Por: Mario Morales
Sí, sí tenemos relatos de Nación. Espejos rotos que nos ayudan a vernos como somos, qué ocultamos y cómo queremos ser narrados. Que no los celebremos, o que lo hagamos de manera solapada, encubierta o vergonzante, es otra cosa.
(Publica El Espectador)
No serán los relatos épicos que repiten hasta el cansancio otras culturas. Valga como ejemplo la historia conocida que subyace en Argo, la película de las siete nominaciones y los tres premios Óscar, entre ellos el de mejor película y mejor guión adaptado, y que narra la liberación de seis estadounidenses, rehenes de revolucionarios islámicos en 1979.
Hagamos abstracción del debate documentalista y de la ira santa que despertó en Irán, escenario del suceso. Se trata, sin restar mérito a una gran película, de la misma línea argumental de tantas otras producciones como Apocalypse Now o Armagedón, para mencionar dos conocidas. Un héroe anónimo que a la misión de padre de familia antepone el mandato de una nación protectora que no abandona a sus ciudadanos dondequiera que se encuentren. Un sueño nacional que se refuerza, se reitera, se comparte y se celebra. Bien por ellos.

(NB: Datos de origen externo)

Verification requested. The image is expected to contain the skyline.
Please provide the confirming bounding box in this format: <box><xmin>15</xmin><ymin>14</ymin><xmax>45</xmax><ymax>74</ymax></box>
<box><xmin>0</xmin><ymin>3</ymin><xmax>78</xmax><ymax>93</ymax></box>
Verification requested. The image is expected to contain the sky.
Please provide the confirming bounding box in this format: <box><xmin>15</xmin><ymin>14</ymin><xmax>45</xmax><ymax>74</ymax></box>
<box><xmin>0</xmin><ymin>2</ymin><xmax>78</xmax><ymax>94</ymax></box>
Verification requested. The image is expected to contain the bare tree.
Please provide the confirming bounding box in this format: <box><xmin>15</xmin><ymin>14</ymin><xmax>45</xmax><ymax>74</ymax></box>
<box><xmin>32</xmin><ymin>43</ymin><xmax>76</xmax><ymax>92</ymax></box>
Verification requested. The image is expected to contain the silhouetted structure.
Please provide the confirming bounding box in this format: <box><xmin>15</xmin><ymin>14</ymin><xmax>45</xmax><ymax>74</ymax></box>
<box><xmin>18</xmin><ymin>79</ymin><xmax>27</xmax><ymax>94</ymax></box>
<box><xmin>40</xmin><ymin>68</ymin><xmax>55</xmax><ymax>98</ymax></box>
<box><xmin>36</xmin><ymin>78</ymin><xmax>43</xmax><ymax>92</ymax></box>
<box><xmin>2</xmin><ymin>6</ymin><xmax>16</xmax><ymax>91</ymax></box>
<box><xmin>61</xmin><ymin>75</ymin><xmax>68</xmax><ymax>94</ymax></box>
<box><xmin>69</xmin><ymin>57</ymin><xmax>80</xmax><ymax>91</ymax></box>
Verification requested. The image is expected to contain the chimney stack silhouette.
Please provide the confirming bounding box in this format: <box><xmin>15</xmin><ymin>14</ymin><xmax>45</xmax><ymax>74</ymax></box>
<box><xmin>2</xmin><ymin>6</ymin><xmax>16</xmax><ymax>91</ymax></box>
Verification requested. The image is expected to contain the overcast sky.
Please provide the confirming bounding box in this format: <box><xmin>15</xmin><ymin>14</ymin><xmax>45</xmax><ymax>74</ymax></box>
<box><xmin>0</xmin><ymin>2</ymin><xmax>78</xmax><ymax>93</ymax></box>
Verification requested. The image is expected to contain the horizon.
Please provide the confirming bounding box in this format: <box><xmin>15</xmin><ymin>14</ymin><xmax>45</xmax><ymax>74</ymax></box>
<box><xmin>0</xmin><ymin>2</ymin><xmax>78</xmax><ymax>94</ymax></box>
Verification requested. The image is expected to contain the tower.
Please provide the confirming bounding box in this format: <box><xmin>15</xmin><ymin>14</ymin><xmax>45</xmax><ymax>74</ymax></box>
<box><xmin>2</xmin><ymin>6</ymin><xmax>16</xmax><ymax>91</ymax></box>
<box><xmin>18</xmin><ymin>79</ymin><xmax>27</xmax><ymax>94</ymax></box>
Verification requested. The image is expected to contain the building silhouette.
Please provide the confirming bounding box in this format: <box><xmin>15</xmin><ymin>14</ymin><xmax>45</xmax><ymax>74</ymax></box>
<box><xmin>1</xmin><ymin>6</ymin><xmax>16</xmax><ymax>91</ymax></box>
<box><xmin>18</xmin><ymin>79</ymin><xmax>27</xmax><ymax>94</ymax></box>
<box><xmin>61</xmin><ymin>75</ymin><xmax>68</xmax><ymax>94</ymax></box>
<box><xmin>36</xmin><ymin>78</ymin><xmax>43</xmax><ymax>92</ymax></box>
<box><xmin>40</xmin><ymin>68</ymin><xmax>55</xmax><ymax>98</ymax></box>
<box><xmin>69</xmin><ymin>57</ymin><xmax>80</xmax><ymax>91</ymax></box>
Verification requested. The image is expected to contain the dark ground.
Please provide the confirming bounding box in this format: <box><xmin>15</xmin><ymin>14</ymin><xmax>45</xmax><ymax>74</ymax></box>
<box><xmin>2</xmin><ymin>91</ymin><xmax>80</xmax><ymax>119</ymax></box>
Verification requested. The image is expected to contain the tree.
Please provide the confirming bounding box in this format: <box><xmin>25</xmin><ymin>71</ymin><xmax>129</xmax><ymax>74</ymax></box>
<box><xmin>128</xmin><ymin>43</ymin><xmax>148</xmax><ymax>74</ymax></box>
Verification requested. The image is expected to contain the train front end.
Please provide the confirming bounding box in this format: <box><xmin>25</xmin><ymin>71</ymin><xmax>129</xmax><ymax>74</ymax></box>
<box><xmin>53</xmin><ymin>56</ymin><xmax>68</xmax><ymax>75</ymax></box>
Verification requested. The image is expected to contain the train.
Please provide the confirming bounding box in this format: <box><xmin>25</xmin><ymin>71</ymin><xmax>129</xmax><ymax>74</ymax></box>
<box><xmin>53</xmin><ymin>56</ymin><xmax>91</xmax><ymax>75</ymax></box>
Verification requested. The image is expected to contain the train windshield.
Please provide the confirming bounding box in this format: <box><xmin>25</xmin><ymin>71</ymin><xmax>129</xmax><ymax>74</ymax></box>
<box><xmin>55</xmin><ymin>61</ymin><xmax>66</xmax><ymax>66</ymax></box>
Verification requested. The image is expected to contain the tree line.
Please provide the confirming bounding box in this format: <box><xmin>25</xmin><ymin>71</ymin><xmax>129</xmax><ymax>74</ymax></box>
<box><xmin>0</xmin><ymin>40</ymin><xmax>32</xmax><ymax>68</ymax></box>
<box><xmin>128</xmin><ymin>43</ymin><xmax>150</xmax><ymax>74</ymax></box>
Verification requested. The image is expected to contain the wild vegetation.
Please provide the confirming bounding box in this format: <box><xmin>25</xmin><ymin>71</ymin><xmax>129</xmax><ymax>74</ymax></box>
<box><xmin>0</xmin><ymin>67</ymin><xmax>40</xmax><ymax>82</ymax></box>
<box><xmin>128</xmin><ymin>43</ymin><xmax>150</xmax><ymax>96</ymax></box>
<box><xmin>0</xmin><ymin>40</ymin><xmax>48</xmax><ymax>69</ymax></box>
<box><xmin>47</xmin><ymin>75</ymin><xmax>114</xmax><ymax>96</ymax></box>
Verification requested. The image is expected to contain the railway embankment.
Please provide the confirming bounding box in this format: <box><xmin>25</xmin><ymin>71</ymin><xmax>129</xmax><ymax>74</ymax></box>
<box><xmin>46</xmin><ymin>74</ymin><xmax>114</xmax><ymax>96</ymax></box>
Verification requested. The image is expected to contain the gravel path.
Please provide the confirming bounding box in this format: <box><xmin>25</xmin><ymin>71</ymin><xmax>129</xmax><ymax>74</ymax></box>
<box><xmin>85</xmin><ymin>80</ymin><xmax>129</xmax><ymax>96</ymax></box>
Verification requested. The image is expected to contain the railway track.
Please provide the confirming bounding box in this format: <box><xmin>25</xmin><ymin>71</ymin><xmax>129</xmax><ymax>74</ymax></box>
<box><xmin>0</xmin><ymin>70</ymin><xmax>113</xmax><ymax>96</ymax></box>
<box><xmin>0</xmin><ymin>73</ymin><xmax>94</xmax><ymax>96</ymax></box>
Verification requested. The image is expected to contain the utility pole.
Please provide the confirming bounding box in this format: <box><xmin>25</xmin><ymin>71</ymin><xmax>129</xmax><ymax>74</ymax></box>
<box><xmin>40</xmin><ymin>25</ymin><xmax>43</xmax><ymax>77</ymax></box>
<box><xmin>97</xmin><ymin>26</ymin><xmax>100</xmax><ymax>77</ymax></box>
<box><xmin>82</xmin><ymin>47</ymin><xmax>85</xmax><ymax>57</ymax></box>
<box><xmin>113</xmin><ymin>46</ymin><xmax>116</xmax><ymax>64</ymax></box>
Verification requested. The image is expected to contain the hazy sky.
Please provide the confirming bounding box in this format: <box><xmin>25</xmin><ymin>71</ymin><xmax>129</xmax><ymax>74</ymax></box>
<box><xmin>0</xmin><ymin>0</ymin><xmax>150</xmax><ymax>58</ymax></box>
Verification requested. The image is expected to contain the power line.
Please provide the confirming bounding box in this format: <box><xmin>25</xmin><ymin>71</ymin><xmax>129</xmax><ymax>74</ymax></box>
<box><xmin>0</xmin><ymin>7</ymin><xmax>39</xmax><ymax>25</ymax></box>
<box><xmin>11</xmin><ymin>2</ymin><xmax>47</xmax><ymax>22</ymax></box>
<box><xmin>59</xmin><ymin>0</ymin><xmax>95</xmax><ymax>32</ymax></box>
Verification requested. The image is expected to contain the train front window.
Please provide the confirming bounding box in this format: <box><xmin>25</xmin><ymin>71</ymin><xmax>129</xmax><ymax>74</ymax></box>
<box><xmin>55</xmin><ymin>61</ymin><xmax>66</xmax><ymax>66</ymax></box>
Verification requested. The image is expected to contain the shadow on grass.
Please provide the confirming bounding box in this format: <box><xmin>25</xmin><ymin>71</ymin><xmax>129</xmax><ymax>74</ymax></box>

Tal vez nuestros relatos no tengan esa grandiosidad, pero son nuestros, así queramos negarlos. No es casualidad que ahora en el prime televisivo, pero también en cine y literatura, sean abundantes las narrativas de la emigración, es decir, del no-país, y del bandidaje variopinto hasta la actual sicaresca. Y todas con el pretexto, real por demás, de una nación desigual donde escasean oportunidades.
No, no es coincidencia ni simple aprovechamiento de temáticas vendedoras. Es una paradoja que nuestro relato de nación se construya sobre la negación de lo que somos y de querer ser otros, al precio que sea. Pruebas de ello son la profusión de esas historias basadas en hechos reales y los cerca de 12 millones de colombianos que se sientan a verse… y que pretenden no darse cuenta.